The Unremarkable Drinking Straw

While plastic straws are a recent invention, humans have been using hollow, cylindrical tubes to bring liquid to their lips for centuries. Ancient Sumerians, one of the first societies known to brew beer—5,000 years ago—submerged long, thin tubes made from precious metals into large jars to reach the liquid sitting below fermentation byproducts. A man named Marvin Stone was the first to file a patent for a drinking straw. in 1888 . The Smithsonian Institute cites a widely touted legend saying Stone was drinking a mint julep on a hot summer day in 1880 when his piece of rye grass, then used as a straw, began to disintegrate. Stone, a paper cigarette holder manufacturer, decided he could make something better. He wrapped strips of paper around a pencil, glued them together, and soon had an early prototype of paper drinking straws. He patented his design in 1888, and by 1890, his factory Stone Industrial was mass producing them.

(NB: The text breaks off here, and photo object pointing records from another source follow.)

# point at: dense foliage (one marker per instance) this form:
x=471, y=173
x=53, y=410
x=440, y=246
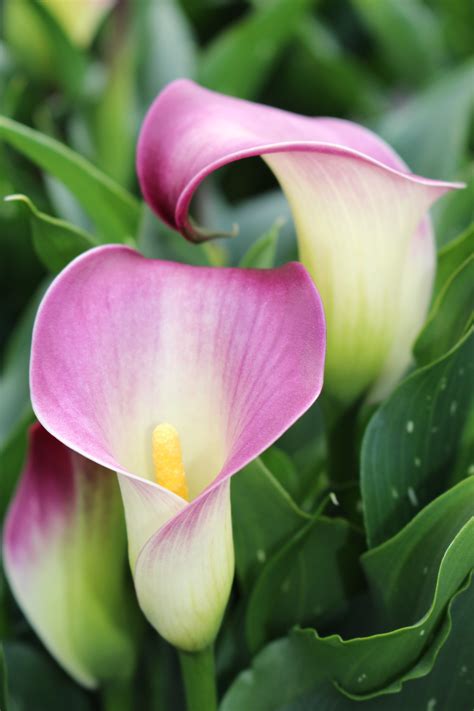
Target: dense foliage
x=354, y=534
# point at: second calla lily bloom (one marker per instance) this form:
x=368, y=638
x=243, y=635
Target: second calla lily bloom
x=359, y=216
x=176, y=377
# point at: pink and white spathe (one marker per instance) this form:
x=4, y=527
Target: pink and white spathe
x=64, y=552
x=228, y=358
x=360, y=217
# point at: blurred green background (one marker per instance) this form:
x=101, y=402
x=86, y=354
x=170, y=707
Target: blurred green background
x=404, y=68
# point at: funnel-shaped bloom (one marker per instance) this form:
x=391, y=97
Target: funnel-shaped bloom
x=65, y=558
x=358, y=212
x=176, y=377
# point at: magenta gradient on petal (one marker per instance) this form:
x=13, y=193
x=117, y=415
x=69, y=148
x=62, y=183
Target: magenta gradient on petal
x=43, y=499
x=190, y=131
x=230, y=357
x=122, y=343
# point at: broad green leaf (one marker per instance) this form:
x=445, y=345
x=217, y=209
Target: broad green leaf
x=56, y=241
x=408, y=36
x=115, y=212
x=451, y=315
x=411, y=441
x=169, y=48
x=417, y=130
x=308, y=582
x=263, y=515
x=36, y=683
x=238, y=61
x=404, y=571
x=452, y=256
x=261, y=255
x=283, y=677
x=283, y=469
x=441, y=536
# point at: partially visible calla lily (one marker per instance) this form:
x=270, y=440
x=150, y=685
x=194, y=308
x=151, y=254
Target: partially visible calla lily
x=359, y=216
x=65, y=558
x=176, y=377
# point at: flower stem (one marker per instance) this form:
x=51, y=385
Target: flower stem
x=199, y=679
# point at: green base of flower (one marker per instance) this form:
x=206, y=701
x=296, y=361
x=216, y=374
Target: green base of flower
x=199, y=679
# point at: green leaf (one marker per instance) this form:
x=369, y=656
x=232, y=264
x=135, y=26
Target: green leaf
x=170, y=49
x=263, y=515
x=407, y=33
x=115, y=212
x=68, y=62
x=283, y=469
x=289, y=589
x=56, y=241
x=12, y=457
x=114, y=133
x=36, y=683
x=405, y=570
x=283, y=677
x=417, y=130
x=441, y=540
x=455, y=212
x=239, y=60
x=450, y=317
x=261, y=255
x=14, y=390
x=452, y=256
x=411, y=441
x=3, y=681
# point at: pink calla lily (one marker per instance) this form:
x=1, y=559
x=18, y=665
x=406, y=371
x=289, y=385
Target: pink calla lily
x=360, y=217
x=229, y=357
x=65, y=558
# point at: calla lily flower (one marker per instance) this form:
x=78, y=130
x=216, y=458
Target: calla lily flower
x=360, y=217
x=176, y=377
x=65, y=558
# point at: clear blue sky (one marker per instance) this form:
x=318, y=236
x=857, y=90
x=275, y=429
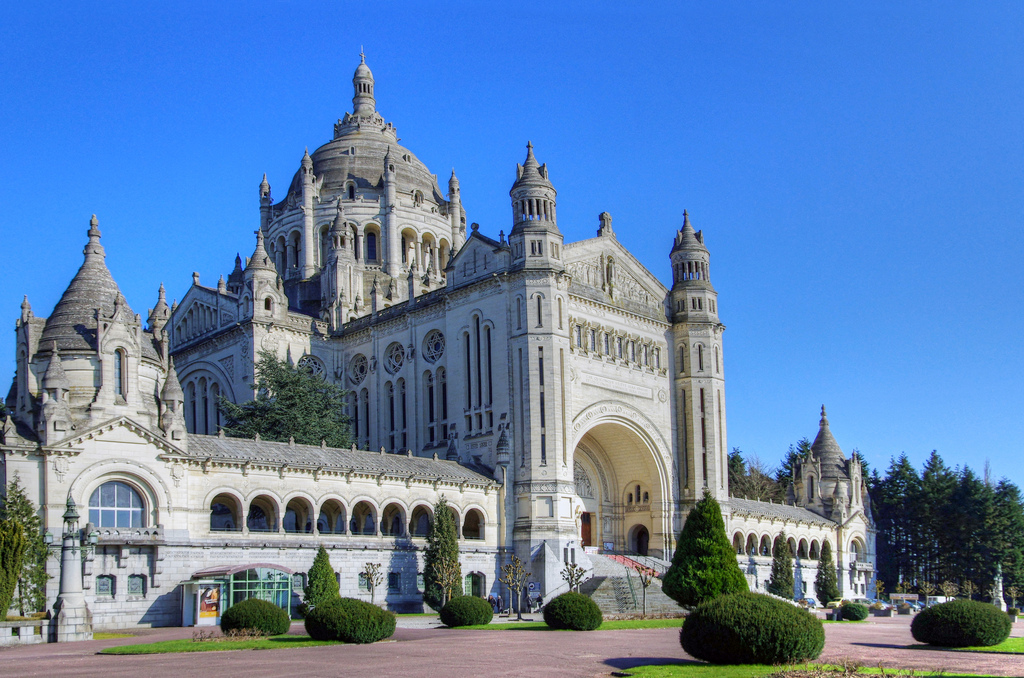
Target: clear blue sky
x=857, y=169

It wasn't until the 1930s that straws gained the ability to bend. Watching his daughter struggle to easily reach her milkshake through a straight paper straw, inventor Joseph Friedman inserted a screw into the straw, wrapped floss around the screw's grooves, and took out the screw. With indentations, the straw could easily bend without breaking. Friedman patented his invention and created the Flex-Straw Company to churn out his design. Five hundred million straws are used each day by people in the United States alone. Plastic straws are one of the most widely used, and therefore disposed of, plastic products. By refusing a straw, you can help prevent plastic pollution. You can also ask your local restaurants to provide straws only upon request, or to change to paper or other non-plastic options. Imagine the impact if we all gave up the habit of this single-use plastic item. So say no to the straw, and help change the future.